Enough to alarm the woman-wary is the contemporary trend to novels and memoirs by writers' wives and mistresses. Few years ago Arnold Bennett's mistress, Dorothy Cheston-Bennett, and his wife, Marguerite, published their intimate memoirs. About the same time appeared the memoirs of D. H. Lawrence's wife, Frieda. While these memoirs spilled plenty of beans, at least they were withheld until their subjects were dead. Not so Half A Loaf, a thinly disguised autobiographical novel by Sinclair Lewis' exwife, Grace Hegger.

Latest such old wife's tale is Madeleine Boyd's novel, Life Makes Advances (Little, Brown, $2.75), by the separated wife (now a Manhattan literary agent) of an elegant Manhattan ex-critic. While husband's and wife's names are fictitious, Author Boyd confesses the characters are real.

Nicole was an egoistic, adventurous, impressionable, plain-looking, book-loving French girl. Her motto, borrowed from a religious martyr, was Resist. "Resisting" many a Frenchman, Nicole at 18 went to Dublin to teach French in a language school. When she met Michael Brandon, handsome journalist, and budding diplomat, her resistance collapsed--against the universal warning of her friends, who called him arrogant, priggish, sadistic and a lot besides.

Married to Michael shortly before he sailed in 1913 to become British vice consul at Baltimore, she suddenly gave her motto a new focus. From then on she resisted her Protestant upbringing and Michael. It is this part of the story which is enough to scare male readers about literate wives and mistresses--a recital of love affairs, bedroom lyricism, plate throwing, tongue lashings, a self-righteous exposure of everything from Michael's lack of ambition to his dirty hairbrushes.

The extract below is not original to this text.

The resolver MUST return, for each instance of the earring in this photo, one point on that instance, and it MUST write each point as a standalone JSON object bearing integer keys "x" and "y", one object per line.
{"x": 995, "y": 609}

Properly, such human documents should be reviewed by a psychiatrist. No one else could satisfy the reader's main curiosity, namely, what motives of exhibitionism, just grievance or resentment against a male-dominated world prompt the writings of such a book. Madeleine Boyd does a thorough job in messing up the portrait of the elegant husband. But she herself does not come through looking as though she were dressed for church.